The What and Who of Meandering About

Thursday, October 18, 2012

Speaking of Faith

One of the most important passages found in the Hebrew Scriptures (also called First or Old Testament) is a passage that is often referred to as the "shema".   It is called the "shema" because the first word of the passage in Hebrew is the word "shema". This word can be and is often translated "hear". 

This passage captures the heart of the Jewish faith, and it shapes much of their life together. 

In the New Revised Standard Version, Deuteronomy 6:4-9, a portion of the shema, reads,

"Hear, O Israel: The Lord is our God, the Lord alone. You shall love the Lord your God with all your heart, and with all your soul, and with all your might. Keep these words that I am commanding you today in your heart. Recite them to your children and talk about them when you are at home and when you are away, when you lie down and when you rise. Bind them as a sign on your hand, fix them as an emblem on your forehead, and write them on the doorposts of your house and on your gates."

We hear these words echoed in Jesus' response to the question "What is the greatest commandment?"  He replied, "'You shall love the Lord your God with all your heart, and with all your soul, and with all your mind.' This is the greatest and first commandment. And a second is like it: 'You shall love your neighbor as yourself.' On these two commandments hang all the law and the prophets" (Matthew 22:37-40).

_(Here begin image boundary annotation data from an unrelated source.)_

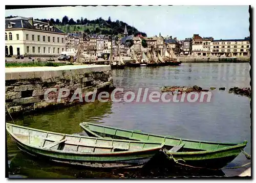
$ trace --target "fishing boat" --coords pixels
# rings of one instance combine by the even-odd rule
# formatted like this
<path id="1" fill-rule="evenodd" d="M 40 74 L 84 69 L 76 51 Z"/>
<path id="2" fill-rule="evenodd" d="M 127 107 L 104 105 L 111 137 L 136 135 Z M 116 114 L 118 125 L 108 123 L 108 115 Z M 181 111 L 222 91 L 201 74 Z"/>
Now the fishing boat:
<path id="1" fill-rule="evenodd" d="M 8 123 L 6 127 L 18 147 L 31 155 L 94 168 L 141 168 L 163 145 L 63 134 Z"/>
<path id="2" fill-rule="evenodd" d="M 201 168 L 221 168 L 231 162 L 242 151 L 247 142 L 225 143 L 183 139 L 168 135 L 158 135 L 104 126 L 81 123 L 81 127 L 89 136 L 113 139 L 147 141 L 164 143 L 166 155 L 177 165 Z M 246 156 L 247 157 L 247 156 Z"/>

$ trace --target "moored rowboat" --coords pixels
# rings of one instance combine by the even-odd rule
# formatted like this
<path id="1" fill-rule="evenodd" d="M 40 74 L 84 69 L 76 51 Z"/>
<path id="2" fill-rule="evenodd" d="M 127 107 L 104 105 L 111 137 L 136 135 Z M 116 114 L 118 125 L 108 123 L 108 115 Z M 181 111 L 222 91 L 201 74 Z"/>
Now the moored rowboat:
<path id="1" fill-rule="evenodd" d="M 245 141 L 236 143 L 183 139 L 92 123 L 81 123 L 80 125 L 89 136 L 164 143 L 164 151 L 174 163 L 179 160 L 182 164 L 203 168 L 223 167 L 243 151 L 247 144 Z"/>
<path id="2" fill-rule="evenodd" d="M 20 150 L 55 162 L 97 168 L 141 168 L 161 143 L 60 134 L 6 123 Z"/>

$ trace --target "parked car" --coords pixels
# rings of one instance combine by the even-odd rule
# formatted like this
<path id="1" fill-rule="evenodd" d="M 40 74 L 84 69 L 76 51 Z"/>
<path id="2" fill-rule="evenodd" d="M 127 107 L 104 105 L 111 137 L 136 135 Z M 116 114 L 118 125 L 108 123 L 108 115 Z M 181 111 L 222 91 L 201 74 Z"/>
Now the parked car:
<path id="1" fill-rule="evenodd" d="M 69 56 L 67 56 L 66 54 L 61 54 L 58 57 L 58 61 L 66 61 L 66 60 L 70 60 L 70 57 Z"/>

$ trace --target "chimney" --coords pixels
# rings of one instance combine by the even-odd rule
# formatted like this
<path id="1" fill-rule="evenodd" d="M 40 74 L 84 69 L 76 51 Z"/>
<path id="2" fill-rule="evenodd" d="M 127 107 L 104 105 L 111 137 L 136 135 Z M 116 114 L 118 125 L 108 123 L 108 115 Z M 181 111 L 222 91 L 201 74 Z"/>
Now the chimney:
<path id="1" fill-rule="evenodd" d="M 28 18 L 29 23 L 33 25 L 33 17 L 29 17 Z"/>

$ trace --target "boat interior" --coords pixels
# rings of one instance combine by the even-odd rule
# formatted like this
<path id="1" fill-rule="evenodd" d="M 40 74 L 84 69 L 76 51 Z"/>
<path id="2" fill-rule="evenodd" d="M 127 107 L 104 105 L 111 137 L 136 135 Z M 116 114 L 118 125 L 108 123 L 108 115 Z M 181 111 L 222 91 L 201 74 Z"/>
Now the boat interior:
<path id="1" fill-rule="evenodd" d="M 215 150 L 239 144 L 183 139 L 168 135 L 147 134 L 138 130 L 129 130 L 90 123 L 81 123 L 80 126 L 89 136 L 91 134 L 98 137 L 164 143 L 164 148 L 170 152 Z"/>
<path id="2" fill-rule="evenodd" d="M 108 153 L 139 151 L 161 146 L 159 143 L 123 141 L 66 135 L 6 124 L 12 138 L 23 144 L 46 149 L 63 151 Z"/>

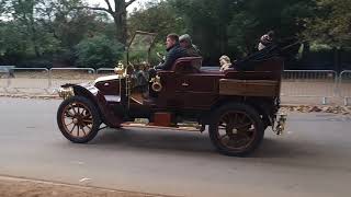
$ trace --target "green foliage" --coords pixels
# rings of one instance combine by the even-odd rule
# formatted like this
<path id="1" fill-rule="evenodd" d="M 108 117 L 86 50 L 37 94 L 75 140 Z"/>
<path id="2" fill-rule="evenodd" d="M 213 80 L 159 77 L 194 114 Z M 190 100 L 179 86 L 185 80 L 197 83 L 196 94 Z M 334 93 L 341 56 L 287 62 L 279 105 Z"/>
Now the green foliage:
<path id="1" fill-rule="evenodd" d="M 351 44 L 351 0 L 162 0 L 127 15 L 125 0 L 109 0 L 113 1 L 118 8 L 111 11 L 84 9 L 86 0 L 0 0 L 0 65 L 111 67 L 122 58 L 123 47 L 109 45 L 125 40 L 125 21 L 129 38 L 137 30 L 158 34 L 152 63 L 158 62 L 156 51 L 165 54 L 169 33 L 190 34 L 210 63 L 218 63 L 223 54 L 233 59 L 251 54 L 270 30 L 283 39 L 308 40 L 301 55 L 308 46 L 319 51 Z M 147 51 L 133 51 L 129 59 L 140 62 L 146 56 Z"/>
<path id="2" fill-rule="evenodd" d="M 305 19 L 304 36 L 319 44 L 347 47 L 351 44 L 351 0 L 316 0 L 315 16 Z"/>
<path id="3" fill-rule="evenodd" d="M 123 53 L 123 45 L 106 36 L 87 38 L 76 46 L 77 63 L 87 68 L 113 68 Z"/>

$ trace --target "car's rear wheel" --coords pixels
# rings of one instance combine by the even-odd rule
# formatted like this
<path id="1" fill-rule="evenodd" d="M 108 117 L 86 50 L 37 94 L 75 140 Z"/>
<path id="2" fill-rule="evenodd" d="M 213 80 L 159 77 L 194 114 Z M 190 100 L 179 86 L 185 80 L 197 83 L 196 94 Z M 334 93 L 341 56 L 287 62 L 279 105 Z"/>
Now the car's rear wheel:
<path id="1" fill-rule="evenodd" d="M 57 124 L 68 140 L 87 143 L 98 135 L 101 119 L 91 101 L 82 96 L 72 96 L 58 107 Z"/>
<path id="2" fill-rule="evenodd" d="M 254 108 L 245 104 L 227 104 L 216 109 L 210 124 L 210 138 L 226 155 L 245 157 L 262 141 L 264 126 Z"/>

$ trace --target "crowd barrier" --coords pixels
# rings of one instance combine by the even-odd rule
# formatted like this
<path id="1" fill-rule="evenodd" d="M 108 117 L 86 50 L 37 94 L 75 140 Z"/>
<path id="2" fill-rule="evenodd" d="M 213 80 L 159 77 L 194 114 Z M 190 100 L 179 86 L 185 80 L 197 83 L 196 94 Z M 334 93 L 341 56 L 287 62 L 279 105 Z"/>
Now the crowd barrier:
<path id="1" fill-rule="evenodd" d="M 338 91 L 344 105 L 349 105 L 351 102 L 351 70 L 344 70 L 340 73 Z"/>
<path id="2" fill-rule="evenodd" d="M 336 96 L 338 74 L 332 70 L 284 70 L 283 96 L 320 97 L 322 104 Z"/>
<path id="3" fill-rule="evenodd" d="M 205 67 L 204 70 L 215 70 Z M 14 68 L 13 74 L 0 73 L 0 92 L 39 90 L 53 92 L 65 83 L 82 83 L 101 76 L 113 74 L 112 68 Z M 282 96 L 318 97 L 322 104 L 330 97 L 351 102 L 351 70 L 339 76 L 332 70 L 285 70 Z"/>

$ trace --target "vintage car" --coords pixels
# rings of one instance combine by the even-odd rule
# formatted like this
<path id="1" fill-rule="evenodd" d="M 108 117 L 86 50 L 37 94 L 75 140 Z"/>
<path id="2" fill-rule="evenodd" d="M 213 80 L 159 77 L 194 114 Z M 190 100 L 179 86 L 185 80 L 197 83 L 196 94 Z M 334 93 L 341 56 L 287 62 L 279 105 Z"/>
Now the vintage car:
<path id="1" fill-rule="evenodd" d="M 141 32 L 135 37 L 143 36 L 155 38 Z M 68 140 L 86 143 L 105 127 L 189 130 L 184 123 L 196 123 L 192 130 L 208 130 L 220 153 L 245 157 L 259 147 L 269 126 L 278 135 L 284 130 L 285 116 L 278 115 L 283 65 L 279 56 L 261 53 L 220 72 L 203 70 L 200 57 L 185 57 L 140 89 L 128 63 L 94 82 L 63 85 L 58 127 Z M 133 124 L 135 119 L 148 121 Z"/>

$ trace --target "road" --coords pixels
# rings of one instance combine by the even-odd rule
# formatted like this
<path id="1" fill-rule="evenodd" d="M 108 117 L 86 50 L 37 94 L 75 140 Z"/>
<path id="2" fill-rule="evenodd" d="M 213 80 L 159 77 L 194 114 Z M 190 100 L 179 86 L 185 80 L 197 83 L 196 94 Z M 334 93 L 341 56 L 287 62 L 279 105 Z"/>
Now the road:
<path id="1" fill-rule="evenodd" d="M 291 114 L 250 158 L 214 151 L 207 134 L 102 130 L 68 142 L 58 100 L 0 97 L 0 175 L 176 196 L 348 196 L 351 117 Z M 80 183 L 81 178 L 89 178 Z"/>

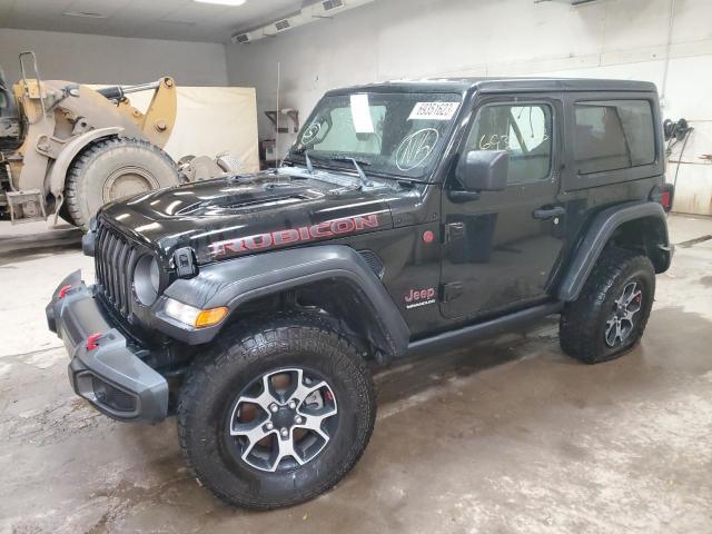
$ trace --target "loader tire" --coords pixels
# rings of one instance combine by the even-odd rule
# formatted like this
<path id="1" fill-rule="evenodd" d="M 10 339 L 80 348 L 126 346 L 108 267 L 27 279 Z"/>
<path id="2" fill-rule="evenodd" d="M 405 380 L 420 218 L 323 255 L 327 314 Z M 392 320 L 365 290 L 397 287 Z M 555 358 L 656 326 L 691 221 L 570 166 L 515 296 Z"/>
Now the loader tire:
<path id="1" fill-rule="evenodd" d="M 73 222 L 87 229 L 107 202 L 180 182 L 176 164 L 160 148 L 132 138 L 89 145 L 67 172 L 66 205 Z"/>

The shema was to shape how a family lived and how they spoke of the faith of their mothers and fathers: a faith that was to become their own.

Our Jewish brothers and sisters have always known something incredibly important. A faith that is to be passed on from one generation to the next is a faith that must be discussed.  It is a faith that must be lived together.  It is a faith that must be linked to the stories of the past so that it can be seen as a vital faith into the future.  It is a faith that must be not only the threshold of the house but also the hearth of the home.  

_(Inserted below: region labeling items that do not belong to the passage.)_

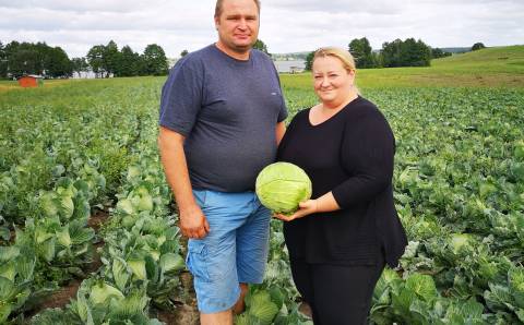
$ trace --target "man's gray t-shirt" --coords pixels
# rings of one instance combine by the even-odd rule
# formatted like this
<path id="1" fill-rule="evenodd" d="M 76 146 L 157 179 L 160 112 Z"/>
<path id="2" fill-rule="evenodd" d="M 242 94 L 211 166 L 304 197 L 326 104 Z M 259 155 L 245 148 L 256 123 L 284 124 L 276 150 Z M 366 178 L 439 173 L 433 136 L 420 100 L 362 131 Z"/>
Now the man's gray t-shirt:
<path id="1" fill-rule="evenodd" d="M 286 117 L 275 67 L 254 49 L 247 61 L 214 45 L 189 53 L 162 89 L 159 124 L 186 136 L 193 189 L 254 190 L 275 160 L 275 127 Z"/>

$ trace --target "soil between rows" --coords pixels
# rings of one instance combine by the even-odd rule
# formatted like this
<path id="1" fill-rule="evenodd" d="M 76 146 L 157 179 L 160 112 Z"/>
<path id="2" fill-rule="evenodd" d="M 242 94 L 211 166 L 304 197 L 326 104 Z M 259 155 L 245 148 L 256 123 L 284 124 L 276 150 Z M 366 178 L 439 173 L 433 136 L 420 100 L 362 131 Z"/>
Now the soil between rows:
<path id="1" fill-rule="evenodd" d="M 98 232 L 100 227 L 104 226 L 108 218 L 109 213 L 107 210 L 96 209 L 94 214 L 90 217 L 87 226 Z M 85 269 L 85 274 L 87 277 L 92 273 L 95 273 L 102 266 L 100 255 L 97 250 L 102 246 L 104 246 L 104 241 L 99 241 L 94 244 L 95 250 L 93 262 L 90 263 Z M 79 291 L 80 285 L 83 280 L 83 278 L 79 278 L 69 281 L 68 285 L 52 292 L 51 294 L 46 297 L 40 303 L 38 303 L 34 309 L 26 312 L 25 318 L 29 320 L 46 309 L 64 308 L 71 302 L 71 300 L 76 298 L 76 292 Z M 183 291 L 188 292 L 189 294 L 189 303 L 179 302 L 172 311 L 153 310 L 152 314 L 167 325 L 198 325 L 200 324 L 200 318 L 199 311 L 196 309 L 196 299 L 192 287 L 191 274 L 189 274 L 188 272 L 183 272 L 180 275 L 180 280 L 183 287 Z"/>

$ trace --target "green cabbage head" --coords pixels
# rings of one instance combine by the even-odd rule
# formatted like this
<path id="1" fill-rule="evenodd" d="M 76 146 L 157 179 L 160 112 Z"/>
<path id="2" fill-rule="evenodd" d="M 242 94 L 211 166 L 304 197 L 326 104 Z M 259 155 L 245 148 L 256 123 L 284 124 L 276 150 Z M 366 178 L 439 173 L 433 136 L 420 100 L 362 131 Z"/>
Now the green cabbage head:
<path id="1" fill-rule="evenodd" d="M 259 173 L 255 184 L 260 202 L 274 213 L 290 215 L 298 203 L 311 197 L 311 180 L 298 166 L 275 162 Z"/>

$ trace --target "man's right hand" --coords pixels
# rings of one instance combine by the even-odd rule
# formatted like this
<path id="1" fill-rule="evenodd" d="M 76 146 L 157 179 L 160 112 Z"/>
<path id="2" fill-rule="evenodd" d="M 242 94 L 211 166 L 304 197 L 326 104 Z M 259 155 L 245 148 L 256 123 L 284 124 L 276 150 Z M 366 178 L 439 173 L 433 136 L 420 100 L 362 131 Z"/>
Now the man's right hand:
<path id="1" fill-rule="evenodd" d="M 180 210 L 180 230 L 188 238 L 201 239 L 210 232 L 210 224 L 196 204 Z"/>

Take time to have faith conversations in your home. There is nothing more formative for the faith of our children than conversations and living examples of a vital faith.  Don' be afraid to speak of the things that are important to you. 
Why do you go to worship each week? 
Why do you give money to the church and other charitable organizations? 
Why are you committed to working with Christmas Benevolence every year? 
Why do you believe in God? 

Speaking of faith is one of the best ways to pass faith along.